Mientras el monolito aplastaba nueve décimas de los cultivadores de Transformación de la Deidad, un látigo verde oscuro se lanzó, enrollándose alrededor de los atacantes restantes.
El látigo resultó ser una vid, envolviéndolos firmemente.
En un instante, innumerables agujas afiladas brotaron de su superficie, perforando su piel.
Aquellos que se especializaban en refinamiento corporal lograron resistir las agujas al principio, pero muchos otros no tuvieron tanta suerte.
Su piel fue perforada, y las puntas de las agujas se hundieron profundamente en su carne.
Con un fuerte chasquido, las fisuras en el Obelisco del Cielo Empíreo se ensancharon y se extendieron rápidamente.
El grupo sintió que la presión sobre sus hombros se aligeraba y, en una rara muestra de unidad, trabajaron juntos para liberarse.
El Obelisco del Cielo Empíreo ya no pudo soportar la tensión.
Se encogió de nuevo a su forma original del tamaño de una palma, cayó al suelo y se hizo pedazos.
Una vez un artefacto legendario en el reino inmortal, el Obelisco del Cielo Empíreo desapareció en ese momento, destinado a desvanecerse en los anales de la historia.
Algunos sintieron una punzada de arrepentimiento, pero fue fugaz.
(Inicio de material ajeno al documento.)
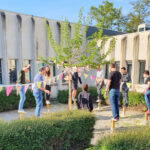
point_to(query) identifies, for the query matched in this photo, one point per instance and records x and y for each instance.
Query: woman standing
(48, 82)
La reputación del Obelisco del Cielo Empíreo había sido grandiosa, pero si incluso ellos podían liberarse de él, no valía la pena codiciarlo, especialmente ahora que estaba destruido.
—La vid es venenosa —alguien señaló mientras los sobrevivientes comenzaban a expulsar toxinas de sus cuerpos.
De repente, una fuerza ominosa surgió detrás de ellos.
Con un suave zumbido, una pequeña espada dorada se materializó silenciosamente detrás de uno de los cultivadores humanos.
Para cuando se dio cuenta, era demasiado tarde.
La espada dorada atravesó su dantian y destruyó su alma primordial de un solo golpe.
Incluso en la muerte, el cultivador no podía entender por qué había sido el blanco.
Pero no terminó ahí.
Después de matar a uno, la espada dorada, aparentemente imbbuida con energía residual, se lanzó hacia otro cultivador humano cercano.
El oponente había sentido que algo estaba mal y esquivó inmediatamente un golpe fatal, pero su hombro fue perforado.